We are facing some issues using graphdb 9.1 free edition: our disk usage its increasing in an exponential way. I used the https://graphdb.ontotext.com/documentation/10.0/requirements.html#hardware-sizing reference along with the following query to count triples:
SELECT (COUNT(?s) AS ?triples) WHERE { ?s ?p ?o }
Below, you can see the size of each folder of the graphdb installation we have:
March 7
83G ./data
4.9G ./logs
30M ./work
4.0K ./conf
88G .
Triples count 192.567.172
March 14
109G ./data
5.0G ./logs
30M ./work
4.0K ./conf
114G .
Triples count 199.287.593
In 7 days, we incresed the number of triples by 3% and the disk usage by almost 30%. Could anyone give us any help to understand this behavior?
We double checked that we are not ingesting extra triples in our applications and everything seems to be working fine.
It may be caused by the rule set and related settings on your repository that can cause additional triples to be inserted.
By default if you go to your repo in the workbench you would see
RDFS-Plus is the default setting on a repo.
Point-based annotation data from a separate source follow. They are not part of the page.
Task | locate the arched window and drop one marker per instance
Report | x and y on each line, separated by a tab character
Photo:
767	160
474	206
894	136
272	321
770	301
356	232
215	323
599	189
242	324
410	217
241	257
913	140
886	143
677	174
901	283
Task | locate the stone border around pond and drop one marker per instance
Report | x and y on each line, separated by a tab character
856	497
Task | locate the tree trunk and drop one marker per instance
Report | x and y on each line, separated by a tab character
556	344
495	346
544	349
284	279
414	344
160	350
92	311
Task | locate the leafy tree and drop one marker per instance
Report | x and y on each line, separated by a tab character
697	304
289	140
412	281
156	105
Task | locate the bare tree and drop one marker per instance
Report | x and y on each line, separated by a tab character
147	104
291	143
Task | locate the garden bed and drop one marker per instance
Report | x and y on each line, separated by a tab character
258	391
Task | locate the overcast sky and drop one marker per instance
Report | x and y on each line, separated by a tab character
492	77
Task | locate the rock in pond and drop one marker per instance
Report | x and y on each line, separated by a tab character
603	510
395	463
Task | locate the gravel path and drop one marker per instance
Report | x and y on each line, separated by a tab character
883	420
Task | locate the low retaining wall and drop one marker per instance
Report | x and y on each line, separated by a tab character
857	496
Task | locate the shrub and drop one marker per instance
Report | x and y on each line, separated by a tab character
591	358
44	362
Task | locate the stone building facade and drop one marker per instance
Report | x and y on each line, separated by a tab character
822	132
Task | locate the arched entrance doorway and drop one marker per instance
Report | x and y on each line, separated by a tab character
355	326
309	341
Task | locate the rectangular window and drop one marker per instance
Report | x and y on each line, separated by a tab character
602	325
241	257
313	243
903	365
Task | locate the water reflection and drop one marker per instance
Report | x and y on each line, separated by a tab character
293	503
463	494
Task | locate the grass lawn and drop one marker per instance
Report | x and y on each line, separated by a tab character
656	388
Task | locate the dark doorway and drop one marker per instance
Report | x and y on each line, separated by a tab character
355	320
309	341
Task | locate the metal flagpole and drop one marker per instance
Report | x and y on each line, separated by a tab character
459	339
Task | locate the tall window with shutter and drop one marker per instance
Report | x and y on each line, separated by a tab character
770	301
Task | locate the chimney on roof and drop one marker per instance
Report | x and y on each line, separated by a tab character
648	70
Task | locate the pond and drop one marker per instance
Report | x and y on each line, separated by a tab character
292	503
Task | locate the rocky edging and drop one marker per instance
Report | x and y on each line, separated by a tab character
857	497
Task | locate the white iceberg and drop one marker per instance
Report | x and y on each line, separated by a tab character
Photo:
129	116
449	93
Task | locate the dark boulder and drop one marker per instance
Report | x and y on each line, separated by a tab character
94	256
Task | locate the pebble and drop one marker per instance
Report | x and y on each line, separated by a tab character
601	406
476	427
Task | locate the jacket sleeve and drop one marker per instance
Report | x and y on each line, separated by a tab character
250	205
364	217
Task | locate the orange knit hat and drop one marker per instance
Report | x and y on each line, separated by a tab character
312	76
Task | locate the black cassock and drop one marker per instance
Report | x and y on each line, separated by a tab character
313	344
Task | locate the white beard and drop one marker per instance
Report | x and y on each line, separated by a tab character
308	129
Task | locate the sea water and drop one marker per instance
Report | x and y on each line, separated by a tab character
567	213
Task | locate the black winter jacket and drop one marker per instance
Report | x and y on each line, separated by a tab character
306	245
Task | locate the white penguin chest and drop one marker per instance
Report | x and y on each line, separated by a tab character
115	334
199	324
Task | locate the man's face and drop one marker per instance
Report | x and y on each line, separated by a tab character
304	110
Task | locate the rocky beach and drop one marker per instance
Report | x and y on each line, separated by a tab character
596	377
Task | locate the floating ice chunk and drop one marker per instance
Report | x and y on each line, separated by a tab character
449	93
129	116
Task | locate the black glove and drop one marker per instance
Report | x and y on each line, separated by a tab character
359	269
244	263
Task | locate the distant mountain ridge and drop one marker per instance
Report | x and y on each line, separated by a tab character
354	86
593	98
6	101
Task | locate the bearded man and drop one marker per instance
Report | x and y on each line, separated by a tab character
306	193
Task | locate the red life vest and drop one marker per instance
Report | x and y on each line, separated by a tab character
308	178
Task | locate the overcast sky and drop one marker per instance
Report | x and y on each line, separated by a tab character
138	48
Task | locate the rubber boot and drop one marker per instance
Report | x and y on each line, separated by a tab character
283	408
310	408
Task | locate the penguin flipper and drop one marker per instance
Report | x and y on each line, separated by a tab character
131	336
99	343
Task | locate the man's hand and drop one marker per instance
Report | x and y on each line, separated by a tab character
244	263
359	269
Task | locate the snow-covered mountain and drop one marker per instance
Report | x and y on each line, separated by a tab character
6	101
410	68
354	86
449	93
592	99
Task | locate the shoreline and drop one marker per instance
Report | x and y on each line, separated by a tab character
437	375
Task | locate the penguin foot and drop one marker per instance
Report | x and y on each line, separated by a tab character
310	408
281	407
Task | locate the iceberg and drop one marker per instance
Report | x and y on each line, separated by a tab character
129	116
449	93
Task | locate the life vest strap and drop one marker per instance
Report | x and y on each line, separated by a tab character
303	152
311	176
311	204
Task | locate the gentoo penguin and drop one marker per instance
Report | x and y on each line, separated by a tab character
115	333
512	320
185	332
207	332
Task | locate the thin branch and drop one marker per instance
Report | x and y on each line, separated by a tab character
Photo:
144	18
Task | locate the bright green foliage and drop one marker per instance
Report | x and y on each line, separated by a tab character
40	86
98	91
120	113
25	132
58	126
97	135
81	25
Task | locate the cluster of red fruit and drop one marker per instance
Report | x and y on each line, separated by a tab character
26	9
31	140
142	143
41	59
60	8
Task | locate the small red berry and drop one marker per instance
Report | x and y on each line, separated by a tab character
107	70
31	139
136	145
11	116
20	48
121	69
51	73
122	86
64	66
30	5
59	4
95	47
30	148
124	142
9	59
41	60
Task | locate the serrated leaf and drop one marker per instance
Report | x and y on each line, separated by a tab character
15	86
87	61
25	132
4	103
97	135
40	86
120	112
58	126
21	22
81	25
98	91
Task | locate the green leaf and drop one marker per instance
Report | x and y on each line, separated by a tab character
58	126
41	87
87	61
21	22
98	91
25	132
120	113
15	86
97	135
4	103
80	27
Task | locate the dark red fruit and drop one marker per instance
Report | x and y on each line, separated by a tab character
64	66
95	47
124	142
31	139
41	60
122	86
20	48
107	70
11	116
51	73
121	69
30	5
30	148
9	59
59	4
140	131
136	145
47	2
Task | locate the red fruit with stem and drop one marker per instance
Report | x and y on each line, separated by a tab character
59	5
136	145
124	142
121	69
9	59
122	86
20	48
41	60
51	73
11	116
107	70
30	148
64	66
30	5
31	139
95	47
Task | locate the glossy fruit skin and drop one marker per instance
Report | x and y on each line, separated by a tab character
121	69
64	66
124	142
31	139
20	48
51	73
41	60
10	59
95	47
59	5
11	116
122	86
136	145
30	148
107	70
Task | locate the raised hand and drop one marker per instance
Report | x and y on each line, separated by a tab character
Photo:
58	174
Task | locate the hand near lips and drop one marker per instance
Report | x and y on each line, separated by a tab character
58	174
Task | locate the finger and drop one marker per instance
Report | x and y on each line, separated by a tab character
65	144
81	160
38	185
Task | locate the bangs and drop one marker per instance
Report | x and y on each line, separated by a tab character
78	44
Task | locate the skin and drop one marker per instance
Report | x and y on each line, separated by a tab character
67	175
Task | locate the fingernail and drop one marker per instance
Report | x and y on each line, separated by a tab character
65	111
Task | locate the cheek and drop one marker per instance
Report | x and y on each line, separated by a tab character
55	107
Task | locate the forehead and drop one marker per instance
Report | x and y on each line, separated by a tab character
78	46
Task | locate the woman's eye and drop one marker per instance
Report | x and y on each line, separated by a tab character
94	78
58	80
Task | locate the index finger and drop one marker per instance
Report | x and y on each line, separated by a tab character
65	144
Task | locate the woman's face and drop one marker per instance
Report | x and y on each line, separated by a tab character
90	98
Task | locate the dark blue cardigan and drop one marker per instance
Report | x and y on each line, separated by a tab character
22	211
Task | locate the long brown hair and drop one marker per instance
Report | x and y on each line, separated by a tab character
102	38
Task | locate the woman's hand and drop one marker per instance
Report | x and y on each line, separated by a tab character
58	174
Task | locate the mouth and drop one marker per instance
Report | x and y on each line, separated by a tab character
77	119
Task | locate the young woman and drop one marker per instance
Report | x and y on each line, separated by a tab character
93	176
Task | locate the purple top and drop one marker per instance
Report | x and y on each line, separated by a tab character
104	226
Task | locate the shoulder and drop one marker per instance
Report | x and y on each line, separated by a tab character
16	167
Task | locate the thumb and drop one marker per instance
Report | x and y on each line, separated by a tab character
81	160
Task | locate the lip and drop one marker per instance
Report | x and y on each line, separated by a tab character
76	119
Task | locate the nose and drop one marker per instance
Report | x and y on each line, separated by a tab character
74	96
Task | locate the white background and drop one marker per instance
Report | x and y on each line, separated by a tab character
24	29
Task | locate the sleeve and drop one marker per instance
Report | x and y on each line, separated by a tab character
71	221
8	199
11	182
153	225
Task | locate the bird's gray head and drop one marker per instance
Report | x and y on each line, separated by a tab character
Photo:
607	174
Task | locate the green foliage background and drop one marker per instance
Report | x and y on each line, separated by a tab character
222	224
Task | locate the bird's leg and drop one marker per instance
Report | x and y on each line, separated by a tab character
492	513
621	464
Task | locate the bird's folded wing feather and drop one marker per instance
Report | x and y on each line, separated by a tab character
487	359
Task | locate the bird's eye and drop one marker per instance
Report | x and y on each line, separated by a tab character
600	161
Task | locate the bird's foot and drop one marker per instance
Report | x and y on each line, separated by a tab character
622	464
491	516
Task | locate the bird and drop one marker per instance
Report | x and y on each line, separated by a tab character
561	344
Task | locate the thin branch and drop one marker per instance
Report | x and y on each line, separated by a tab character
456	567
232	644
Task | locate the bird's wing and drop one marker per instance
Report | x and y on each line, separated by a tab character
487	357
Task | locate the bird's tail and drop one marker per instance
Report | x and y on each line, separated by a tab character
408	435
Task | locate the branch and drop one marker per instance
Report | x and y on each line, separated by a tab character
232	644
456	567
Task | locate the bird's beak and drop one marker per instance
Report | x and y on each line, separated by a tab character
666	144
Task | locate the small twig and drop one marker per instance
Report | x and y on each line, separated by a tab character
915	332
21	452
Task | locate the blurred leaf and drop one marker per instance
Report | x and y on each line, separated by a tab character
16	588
This will cause inferences to add triples to your repo when triples are inserted. The triples that are added by the ruleset, can cause further triples to be added. This happens at insert and is actually added to the triple store, not at query time.
If you want no inferences you should have "no inference" selected:
It will be difficult to find triples that have been added by the ruleset. You can find the rules in configs/rules/builtin_RdfsRules-optimized.pie.